They'll need a solid backup for Marcin Gortat at center, a true scorer behind Bradley Beal and a backup point guard for John Wall.
These are the Clippers’ best free agents available, in order of best fit:
Jamal Crawford: He’s 36 but that doesn’t matter much. He’s a bench player who is instant offense. Crawford won the Sixth Man of the Year award for the second time and made just $5.7 million. He’ll command somewhere in that range with a raise, of course, but the unrestricted free agent also has indicated he’d like to return to L.A. He’s from the West coast and appears to prefer it, but if he’s willing to listen to a pitch his 14.2 points in 27 minutes a game is worth it.
Jeff Green: A 6-9 combo forward, he was on the Wizards’ short list of possibilities two years ago when he was with the Celtics and on the market. He averaged 11.7 points and made 41 starts but can disappear for long stretches. He’s 29 and athletic and played for Scott Brooks when both were with the Oklahoma City Thunder. Now he's unrestricted.
Austin Rivers: A 6-4 guard, he’s a backup who’ll be looking for a raise if he exercises his player option. Still, the raise he'd get over his $3.1 million, if any, would be modest. Rivers' shooting from inside and outside the arc remains sub-par though defensively he has proven to be quite valuable.
Wesley Johnson: A career backup, like Rivers and Aldrich, Johnson was a lottery pick, too, who hasn't lived up to his draft status. A shooting guard, he played for the $1.1 million minimum as well and averaged 6.9 points and 3.1 rebounds in 21 minutes. Johnson can be a spot starter and has potential to be a late bloomer but remains a shooter in the low 30s from three-point range.

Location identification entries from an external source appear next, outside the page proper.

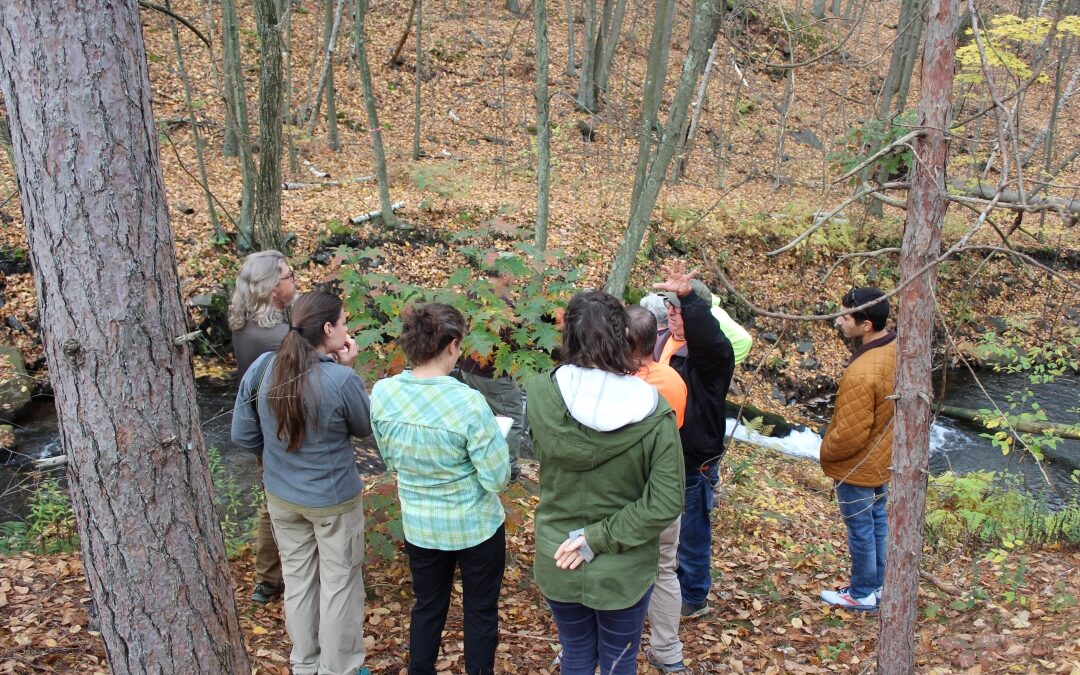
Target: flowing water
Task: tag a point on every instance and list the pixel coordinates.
(954, 445)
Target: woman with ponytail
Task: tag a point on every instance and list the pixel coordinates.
(300, 406)
(442, 440)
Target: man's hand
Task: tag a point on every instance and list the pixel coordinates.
(678, 279)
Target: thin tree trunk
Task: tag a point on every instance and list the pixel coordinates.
(610, 41)
(234, 85)
(686, 145)
(86, 161)
(309, 94)
(389, 218)
(585, 84)
(705, 26)
(268, 194)
(418, 78)
(333, 140)
(395, 58)
(650, 100)
(570, 65)
(543, 125)
(218, 232)
(333, 25)
(287, 113)
(921, 244)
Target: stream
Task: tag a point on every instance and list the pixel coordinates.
(954, 445)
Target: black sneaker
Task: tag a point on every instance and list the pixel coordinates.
(265, 592)
(692, 611)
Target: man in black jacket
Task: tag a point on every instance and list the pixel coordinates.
(696, 347)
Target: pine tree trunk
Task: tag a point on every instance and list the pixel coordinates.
(921, 244)
(77, 90)
(238, 100)
(271, 82)
(389, 218)
(705, 26)
(418, 78)
(543, 125)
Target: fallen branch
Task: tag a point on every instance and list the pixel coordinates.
(886, 150)
(819, 223)
(327, 184)
(375, 214)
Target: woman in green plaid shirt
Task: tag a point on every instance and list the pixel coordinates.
(442, 441)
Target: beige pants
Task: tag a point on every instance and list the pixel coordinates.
(665, 607)
(324, 590)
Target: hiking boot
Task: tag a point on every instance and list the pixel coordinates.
(265, 592)
(692, 611)
(842, 597)
(663, 667)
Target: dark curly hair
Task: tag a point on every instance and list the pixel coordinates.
(594, 335)
(429, 328)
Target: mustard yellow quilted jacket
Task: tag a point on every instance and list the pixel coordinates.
(858, 445)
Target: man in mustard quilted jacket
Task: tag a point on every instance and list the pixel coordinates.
(856, 450)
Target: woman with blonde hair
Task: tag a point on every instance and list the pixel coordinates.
(266, 285)
(300, 410)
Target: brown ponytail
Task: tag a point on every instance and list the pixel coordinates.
(296, 355)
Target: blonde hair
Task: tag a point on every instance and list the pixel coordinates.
(253, 300)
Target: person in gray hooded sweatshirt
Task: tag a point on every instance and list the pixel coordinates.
(611, 478)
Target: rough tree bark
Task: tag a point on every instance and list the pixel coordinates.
(373, 119)
(543, 125)
(921, 244)
(705, 26)
(78, 94)
(271, 84)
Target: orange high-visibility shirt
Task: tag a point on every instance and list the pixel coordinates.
(670, 386)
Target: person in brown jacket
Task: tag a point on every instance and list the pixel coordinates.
(856, 450)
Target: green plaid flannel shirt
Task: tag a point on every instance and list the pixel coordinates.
(441, 439)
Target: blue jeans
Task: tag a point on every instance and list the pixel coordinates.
(864, 514)
(609, 638)
(696, 536)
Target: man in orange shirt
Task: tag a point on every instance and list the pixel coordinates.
(665, 649)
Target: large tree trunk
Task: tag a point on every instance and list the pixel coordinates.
(705, 26)
(271, 82)
(77, 91)
(921, 244)
(237, 99)
(543, 125)
(389, 218)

Cole Aldrich: It has taken the 2010 lottery quick quite a while to mold himself into a usable center, but he did a decent job as DeAndre Jordan's backup (5.5 points, 4.8 rebounds, 1.1 blocks, 59.6% field goals). Aldrich makes the vet minimum of $1.1 million and should be able to get a raise by exercising his player option, too. Like Green, he played for Brooks in Oklahoma City.